It’s not every day you see a high-speed chase between a submarine and a prehistoric megashark.
Director Jon Turtletaub (director of 90s gems like Cool Runnings, While You Were Sleeping and the National Treasure franchise) heralds the return of shark attack movies, a genre made famous by Steven Spielberg’s Jaws way back in 1975, with The Meg, featuring our favourite square-jawed, heroic star Jason Statham.
But make no mistake, The Meg is no Jaws. In aesthetic and intention, it comes closer to its other B-movie cousin Sharknado, a movie so uniquely terrible that it spawned three sequels. However, what works for our newest creature feature is its huge cast and an earnestness that belies the sheer ridiculousness you’re watching on the big screen.
The Meg begins with Statham’s Jonas still recovering from a rescue mission that went wrong. But when another expedition, which includes his ex-wife (Jessica McNamee), gets stranded at the bottom of the ocean, Jonas comes out of his self-imposed sabbatical and dives right in. Accompanying him on this rescue is headstrong and idealistic Suyin (Chinese actress Li Bingbing), who works at the futuristic research base that sent the expedition out in the first place.
The two come face to face with the megaladon, a 75-foot prehistoric shark that was believed to be extinct, that they accidentally bring back to the surface, and boy, he’s hungry.
Rounding up the cast at the research headquarters include Suyin’s father and head researcher Dr. Midway Zhang (Winston Chao), millionaire CEO Jack Morriss (Rainn Wilson), tech head Jaxx (Ruby Rose), mission supervisor James Mac (Cliff Curtis) and resident doctor Heller (Robert Taylor).
The huge cast both works for and against the movie. While it adds to the story’s diversity and makes room for bigger set-ups, The Meg wastes a lot of its time in setting up back stories and creating some level of emotional depth for all of these people, and all the exposition can seem contrived even to the most optimistic of audiences.
The second half is where the movie really hits its stride, where the set pieces keep getting bigger and bigger. The wait surprisingly begets huge pay-offs, including a puppy versus shark moment that will most likely stay with you a while after you’ve left the cinema. One of the biggest strengths of the movie is that it never feels repetitive: Turtletaub ensures a change of scenery almost every 20 minutes, and with it comes its own new set of challenges. So we go from submarines to big boats to underwater human-shark duel to crowded beaches, and the rapid pace keeps the movie from sinking.
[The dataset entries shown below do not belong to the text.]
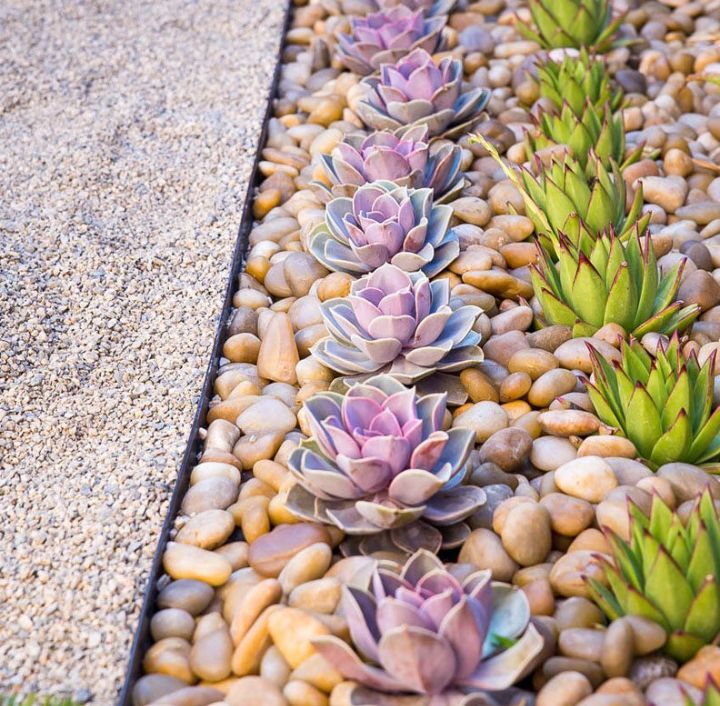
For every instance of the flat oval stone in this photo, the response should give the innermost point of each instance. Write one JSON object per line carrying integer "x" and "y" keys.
{"x": 210, "y": 494}
{"x": 272, "y": 551}
{"x": 589, "y": 478}
{"x": 186, "y": 594}
{"x": 183, "y": 561}
{"x": 207, "y": 530}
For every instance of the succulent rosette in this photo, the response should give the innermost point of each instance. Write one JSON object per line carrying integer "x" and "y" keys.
{"x": 400, "y": 323}
{"x": 386, "y": 36}
{"x": 448, "y": 635}
{"x": 417, "y": 91}
{"x": 571, "y": 23}
{"x": 408, "y": 161}
{"x": 378, "y": 460}
{"x": 383, "y": 223}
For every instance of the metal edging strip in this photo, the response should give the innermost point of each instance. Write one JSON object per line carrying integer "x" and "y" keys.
{"x": 142, "y": 639}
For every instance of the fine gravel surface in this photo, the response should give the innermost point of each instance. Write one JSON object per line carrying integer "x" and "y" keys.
{"x": 128, "y": 131}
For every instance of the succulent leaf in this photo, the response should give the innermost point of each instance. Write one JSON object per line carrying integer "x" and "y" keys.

Statham appears in his most family-friendly, PG-rated role as yet, which can be confusing given The Meg’s B-grade undercurrent. And while he strains under the pressure of juggling the action hero and rom-com chocolate boy personas, he manages to pull it off with a winning smile and that trademark knowing look in his eyes.
The rest of the cast mostly hold up their end of the stick. Bingbing is cutesy and glowing, but is hesitant on dialogue delivery, sucking all the chemistry out of what otherwise should have been explosive banter (some of the credit also, of course, goes to a subpar script but no one’s looking for an Oscar here). Rose as the androgynous tech wizard is especially winning and lights up the screen. Wilson as the clueless moneymaker is also effective.
To recap, The Meg works because it’s so busy having a blast, you almost don’t notice all the things that are wrong with it. And if Tom Cruise’s incredible Mission: Impossible — Fallout was the return of the summer blockbuster, The Meg is here to make sure you’re still having fun. So take a deep breath and dive right in.